David Shochat

Status:  
Specialty:  
Range:
 

Active
Bulgarian
Balkan, Scandinavian

David Shochat c1997

CLICK TO ENLARGE


CLICK AN IMAGE FOR LARGER VIEW

David Shochat was a performer with the famed AMAN Folk Ensemble (aka, AMAN International Music and Dance Company) of Los Angeles, California, and the AVAZ International Dance Theatre, both ensembles founded by Anthony Shay, where his specialty had been Balkan dances and music.

In 1963, when David was just starting to folkdance in California at the Pasadena Folk Dance Coop, David learned many international dances, including Yugoslav "kolos," non-partner line and circle dances. Diane Colony came to the group and announced that a new group called Balkan Coop was forming. She said to come if you were an "experienced kolo dancer." David and his dancing cohort, Michael Anthony, discussed the matter and concluded that although they did not qualify as "experienced kolo dancers," they would go anyway and David became instantly head over heals in love with balkan music and dancing. David attended more balkan classes taught by Rubi Vučeta, Barry Glass, and Dick Oakes at The Intersection, a folk dance coffeehouse in Los Angeles, California.

David became a performer with AMAN, Sobranie, Sredec, and back to AMAN again, staying with the ensemble until about 1977. Later, he had a brief stint performing with AVAZ.

In 1968, David went to the Balkans, where he first met Pece Atanasovski. Pece taught him Dračevka, which David subsequently taught at various venues in the United States. On that same trip, he met Steve and Nahoma Sachs, who drove David and Cathy (his first wife and mother of his daughter Lisa, who graduated from Cal State, Humbolt) around Bulgaria. They took the Shochats to the village of Kameno (near Burgas) and introduced them to Slavi Ivanov, sometimes referred to as "Baj Slavi," from whom David purchased his first kaval (a Bulgarian and Macedonian end-blown flute). Also on that trip, in Plovdiv, David learned a slow version of the dance Trite Pâti from Pavel Kalpakliev.

In 1972, AMAN sent David to learn dances to teach at the AMAN Institute. Taking Cathy along, he went to Pece's camp at Oteševo at Lake Prespa and then went on to Badija, an islet near Korčula, Dalmatia (Croatia), where they were teaching dances from the Moravaska Ethnographic Zone of Serbia. It was there that David learned the trio of dances Polomka, Metovničanka, and Kostenka. These were taught with an East Serbian bellows-powered gajda (a two-voice bagpipe) providing the music. When David brought the three dances back to the United States, it was decided to record them with brass in which Pitu Guli, a band with which David played, was particularly interested at the time. The result is on the AMAN LP #4 recording with David playing tuba.

Again in 1972, David went back to Kameno, Macedonia, and bought two more kavals from Baj Slavi. He still has them and plays them from time to time. He even took a lesson from Valeri Georgiev at the 2004 Buffalo on the Danube Camp.

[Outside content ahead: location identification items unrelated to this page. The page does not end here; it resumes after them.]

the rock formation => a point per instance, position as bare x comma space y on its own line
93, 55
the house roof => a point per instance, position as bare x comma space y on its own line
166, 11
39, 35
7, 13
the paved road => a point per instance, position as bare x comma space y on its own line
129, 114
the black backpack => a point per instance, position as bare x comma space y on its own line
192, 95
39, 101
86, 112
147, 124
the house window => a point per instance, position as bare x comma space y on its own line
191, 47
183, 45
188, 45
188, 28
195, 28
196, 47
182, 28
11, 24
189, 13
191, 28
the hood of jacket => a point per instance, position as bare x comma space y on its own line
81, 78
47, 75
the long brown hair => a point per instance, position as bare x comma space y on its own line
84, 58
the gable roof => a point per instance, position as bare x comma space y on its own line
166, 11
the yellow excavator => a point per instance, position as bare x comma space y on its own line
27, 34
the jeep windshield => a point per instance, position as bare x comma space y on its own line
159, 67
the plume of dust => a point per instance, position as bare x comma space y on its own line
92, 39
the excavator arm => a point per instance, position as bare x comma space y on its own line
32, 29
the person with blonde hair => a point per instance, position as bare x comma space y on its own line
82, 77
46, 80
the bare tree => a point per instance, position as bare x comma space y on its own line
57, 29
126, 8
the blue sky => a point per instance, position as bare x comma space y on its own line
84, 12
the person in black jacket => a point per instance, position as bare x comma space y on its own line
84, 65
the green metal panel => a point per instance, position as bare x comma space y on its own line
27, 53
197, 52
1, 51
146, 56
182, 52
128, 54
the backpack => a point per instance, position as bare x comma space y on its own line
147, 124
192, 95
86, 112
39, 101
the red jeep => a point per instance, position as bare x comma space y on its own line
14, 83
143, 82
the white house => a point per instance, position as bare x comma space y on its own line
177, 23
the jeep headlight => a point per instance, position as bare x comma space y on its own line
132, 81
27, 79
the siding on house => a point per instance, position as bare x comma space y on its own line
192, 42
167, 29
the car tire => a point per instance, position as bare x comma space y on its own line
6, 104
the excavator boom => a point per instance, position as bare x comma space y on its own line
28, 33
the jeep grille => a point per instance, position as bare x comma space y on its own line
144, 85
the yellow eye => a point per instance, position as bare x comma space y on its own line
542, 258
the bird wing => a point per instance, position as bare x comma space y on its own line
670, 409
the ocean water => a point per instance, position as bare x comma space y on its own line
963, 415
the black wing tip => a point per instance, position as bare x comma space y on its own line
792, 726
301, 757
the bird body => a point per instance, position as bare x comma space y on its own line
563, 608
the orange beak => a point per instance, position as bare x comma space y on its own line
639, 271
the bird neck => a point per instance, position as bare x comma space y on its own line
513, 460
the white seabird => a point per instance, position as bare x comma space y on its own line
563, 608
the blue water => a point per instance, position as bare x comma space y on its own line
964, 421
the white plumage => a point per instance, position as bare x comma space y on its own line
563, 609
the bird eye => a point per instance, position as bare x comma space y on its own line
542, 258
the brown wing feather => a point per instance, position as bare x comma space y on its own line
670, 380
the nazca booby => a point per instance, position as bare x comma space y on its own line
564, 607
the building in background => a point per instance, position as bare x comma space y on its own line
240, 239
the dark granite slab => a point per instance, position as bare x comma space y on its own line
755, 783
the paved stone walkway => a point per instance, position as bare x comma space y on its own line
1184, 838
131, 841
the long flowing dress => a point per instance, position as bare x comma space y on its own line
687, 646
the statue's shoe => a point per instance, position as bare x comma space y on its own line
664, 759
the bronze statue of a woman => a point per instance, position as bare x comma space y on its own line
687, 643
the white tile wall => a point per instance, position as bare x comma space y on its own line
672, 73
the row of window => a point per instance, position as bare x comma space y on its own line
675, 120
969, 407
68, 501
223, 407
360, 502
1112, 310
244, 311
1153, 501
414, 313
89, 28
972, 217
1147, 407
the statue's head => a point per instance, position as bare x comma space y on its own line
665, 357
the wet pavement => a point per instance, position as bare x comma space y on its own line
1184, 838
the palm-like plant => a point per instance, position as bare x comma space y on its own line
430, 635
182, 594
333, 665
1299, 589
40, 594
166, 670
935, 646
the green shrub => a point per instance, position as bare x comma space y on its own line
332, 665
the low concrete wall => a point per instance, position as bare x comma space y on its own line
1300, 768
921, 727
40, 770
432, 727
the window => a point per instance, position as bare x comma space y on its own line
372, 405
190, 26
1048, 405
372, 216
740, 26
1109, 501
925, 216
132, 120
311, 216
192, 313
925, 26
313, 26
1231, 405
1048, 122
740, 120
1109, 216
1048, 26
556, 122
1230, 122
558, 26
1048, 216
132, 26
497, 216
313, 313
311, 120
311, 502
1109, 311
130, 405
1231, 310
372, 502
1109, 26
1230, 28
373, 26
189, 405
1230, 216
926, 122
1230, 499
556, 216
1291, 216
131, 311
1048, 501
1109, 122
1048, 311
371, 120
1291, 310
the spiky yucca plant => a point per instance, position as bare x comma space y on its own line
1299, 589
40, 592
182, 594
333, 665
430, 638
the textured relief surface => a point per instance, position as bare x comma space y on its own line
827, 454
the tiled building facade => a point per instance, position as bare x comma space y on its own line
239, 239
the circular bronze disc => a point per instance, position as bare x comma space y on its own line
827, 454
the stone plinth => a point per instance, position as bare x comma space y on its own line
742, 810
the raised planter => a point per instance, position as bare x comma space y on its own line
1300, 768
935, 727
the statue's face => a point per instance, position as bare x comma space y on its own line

David was remarried and, with his second wife Sue, has two sons: Matthew, the elder son, who is now in the Navy and married to Tara whom he met in boot camp, and Tom, who recently graduated from Boston University last year.

David and Gina Shochat c1997 It was David's third wife Gini who got him started doing Scandinavian dancing. She already knew how, so she sent David to Ted Martin and Donna Tripp's class in Anaheim, California, where he learned the ropes. "At first," he says, "I thought I'd never figure out how to do a Polska turn without falling flat on my face," but learn he did.

David and Gini moved to the Boston, Massachusetts, area in Fall of 1997, where the couple makes its home. He says his passion these days is for singing. He says, "I discovered a wonderful group out here called Village Harmony and has been going to their adult camps (they started out as a touring group for teens) every summer since 2001." The first camp he went to concentrated on Balkan music, but it is a very eclectic outfit and soon David discovered South African and later Gospel, both of which he now loves.

Dances David has taught include Beranče, Dračevka, Kostenka, Metovničanka, Nevestinsko, Polomka, Skudrinka, Tapkalica, Treskavica okolo, Treskavica sitna, Trite pâti, Zavrzlama, and Zetovsko.